Testing has consisted of running the process from the app several times after each change. Started in 2008 compatibility mode, reindexed and updated, stats, applied missing indexes based on cache info., updated to use current 2016 Query Optimizer and Cardinality Estimator, added Optimize for adhoc queries, moved to full 2016 compatibility mode. With each change, the same pattern ensues.

The baseline runs against a 2008DB and is consistently somewhere in the middle of the times I get for 2016. It is run from the same application and workstation.

VMs for the app server and DB server. No AGs yet. The queries are all trivial in time. There's tons, but the queries themselves aren't slowing down. Max memory around 64GBs (and nothing else is hitting this server right now),

*Update:
I'm sorting through some Extended Event logs now to see if I can pare down specifics as to what runs longer. Even sorting out the query hash = 0, each run executes 13602 executions (ad hoc sql statements + rpc completed), so it's a lengthy process. Was hoping for some insight as to why a SQL Server restart would have a 10 minute difference on the duration of the process since nothing else is running on this server. I would think a restart would make it slower the first few runs, but it's exactly the opposite. Even things like sp_setapp role are taking longer on subsequent runs.

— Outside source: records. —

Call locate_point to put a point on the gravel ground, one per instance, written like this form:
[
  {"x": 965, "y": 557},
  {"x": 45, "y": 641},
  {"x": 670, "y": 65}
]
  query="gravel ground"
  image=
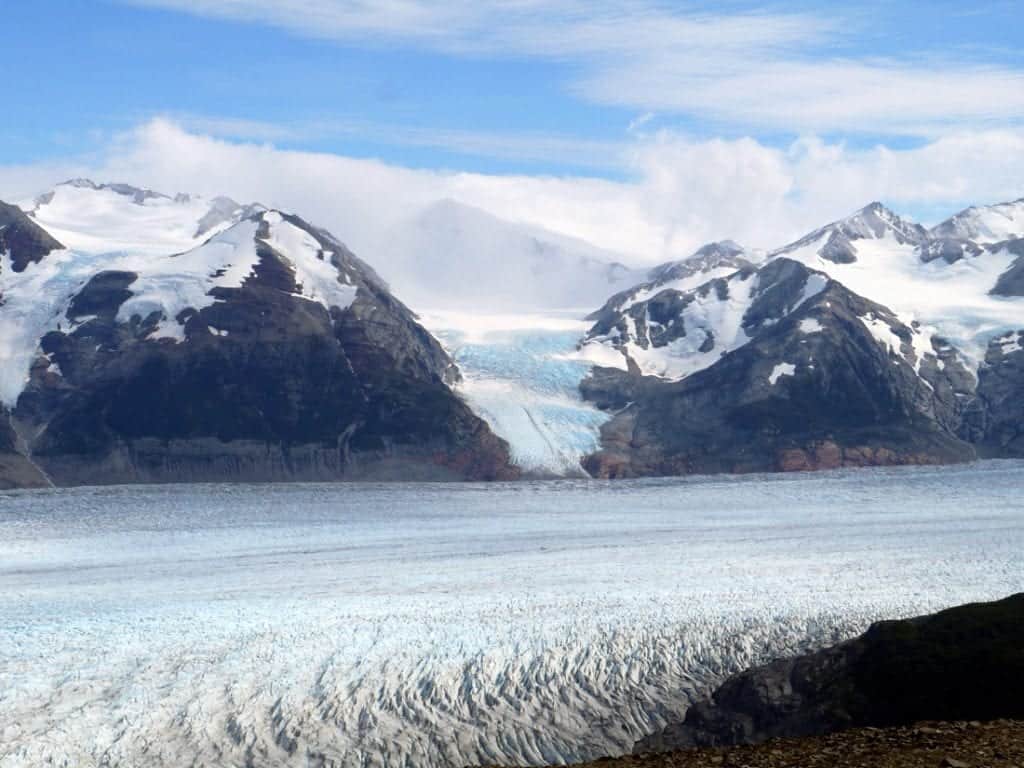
[{"x": 995, "y": 744}]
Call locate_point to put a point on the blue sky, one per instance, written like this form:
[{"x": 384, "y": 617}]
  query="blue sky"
[
  {"x": 728, "y": 119},
  {"x": 79, "y": 70}
]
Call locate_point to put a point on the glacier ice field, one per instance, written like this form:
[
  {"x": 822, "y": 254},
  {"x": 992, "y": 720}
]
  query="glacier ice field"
[
  {"x": 521, "y": 375},
  {"x": 433, "y": 626}
]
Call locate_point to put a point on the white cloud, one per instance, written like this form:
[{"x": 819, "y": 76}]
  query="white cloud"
[
  {"x": 747, "y": 69},
  {"x": 683, "y": 192},
  {"x": 565, "y": 151}
]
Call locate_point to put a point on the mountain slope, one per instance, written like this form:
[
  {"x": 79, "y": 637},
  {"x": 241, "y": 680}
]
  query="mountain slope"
[
  {"x": 793, "y": 372},
  {"x": 868, "y": 341},
  {"x": 458, "y": 257},
  {"x": 268, "y": 351}
]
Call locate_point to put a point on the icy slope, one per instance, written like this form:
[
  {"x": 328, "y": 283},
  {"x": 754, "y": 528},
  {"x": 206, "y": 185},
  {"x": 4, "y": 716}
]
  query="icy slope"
[
  {"x": 520, "y": 374},
  {"x": 952, "y": 300},
  {"x": 670, "y": 334},
  {"x": 38, "y": 299},
  {"x": 100, "y": 218},
  {"x": 465, "y": 259},
  {"x": 440, "y": 626},
  {"x": 985, "y": 223},
  {"x": 949, "y": 290}
]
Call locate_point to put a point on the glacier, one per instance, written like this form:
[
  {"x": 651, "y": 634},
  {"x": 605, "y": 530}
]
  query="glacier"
[
  {"x": 521, "y": 374},
  {"x": 433, "y": 626}
]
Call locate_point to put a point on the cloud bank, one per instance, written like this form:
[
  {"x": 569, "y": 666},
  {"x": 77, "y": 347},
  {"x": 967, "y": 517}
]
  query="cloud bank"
[
  {"x": 744, "y": 68},
  {"x": 681, "y": 192}
]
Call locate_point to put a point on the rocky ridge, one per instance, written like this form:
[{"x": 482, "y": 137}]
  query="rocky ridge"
[
  {"x": 889, "y": 358},
  {"x": 268, "y": 351},
  {"x": 962, "y": 664}
]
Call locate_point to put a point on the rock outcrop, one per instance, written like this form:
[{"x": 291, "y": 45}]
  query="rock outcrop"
[
  {"x": 819, "y": 378},
  {"x": 269, "y": 352},
  {"x": 962, "y": 664}
]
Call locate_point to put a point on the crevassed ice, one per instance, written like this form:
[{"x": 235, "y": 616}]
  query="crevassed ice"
[
  {"x": 437, "y": 627},
  {"x": 521, "y": 375}
]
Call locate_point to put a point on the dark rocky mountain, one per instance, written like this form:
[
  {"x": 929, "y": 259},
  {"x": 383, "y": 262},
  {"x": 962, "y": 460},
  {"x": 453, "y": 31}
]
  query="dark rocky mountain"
[
  {"x": 795, "y": 363},
  {"x": 993, "y": 420},
  {"x": 291, "y": 359},
  {"x": 822, "y": 378},
  {"x": 23, "y": 240},
  {"x": 708, "y": 262},
  {"x": 965, "y": 664}
]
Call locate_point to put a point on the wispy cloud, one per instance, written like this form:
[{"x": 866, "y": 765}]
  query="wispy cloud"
[
  {"x": 683, "y": 192},
  {"x": 546, "y": 147},
  {"x": 748, "y": 69}
]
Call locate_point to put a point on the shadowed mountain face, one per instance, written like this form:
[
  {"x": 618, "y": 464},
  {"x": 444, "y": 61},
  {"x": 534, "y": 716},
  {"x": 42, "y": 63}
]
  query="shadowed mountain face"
[
  {"x": 23, "y": 240},
  {"x": 267, "y": 352},
  {"x": 870, "y": 341},
  {"x": 962, "y": 664},
  {"x": 809, "y": 388}
]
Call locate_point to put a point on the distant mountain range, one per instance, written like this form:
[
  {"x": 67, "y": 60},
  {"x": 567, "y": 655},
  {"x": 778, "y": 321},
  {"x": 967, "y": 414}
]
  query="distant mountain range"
[
  {"x": 870, "y": 341},
  {"x": 153, "y": 338},
  {"x": 145, "y": 338}
]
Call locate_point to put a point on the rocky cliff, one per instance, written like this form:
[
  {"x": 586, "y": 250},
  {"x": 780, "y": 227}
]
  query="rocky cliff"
[
  {"x": 266, "y": 352},
  {"x": 870, "y": 341},
  {"x": 962, "y": 664}
]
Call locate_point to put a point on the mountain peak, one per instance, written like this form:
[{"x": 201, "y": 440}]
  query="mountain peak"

Any ideas why I would have query hash plans all equal to "0" on queries over 20 secs? Is this telling me these are compilation timeout queries?

Best Answer

Solved: Not sure it will help anyone else, but just in case it will, what I found was the serial nature of the process (one command per connection) was causing the process to send 143,000+ sp_setapprole calls during the process. This was bloating the TokenAndPermUserStore cache by 1GB each time it ran. This is why a restart of the service saw it run quickly and subsequent runs got slower as it took longer to search through the security cache. Long term fix is, of course, to have the process rewritten correctly with aggregate inserts and updates, but as a temporary solution, I have a job monitoring the size of the cache and flushing it with DBCC FREESYSTEMCACHE ('TokenAndPermUserStore'). This will add some IO to other calls, but sometimes we're forced to do what we can with the code we're given.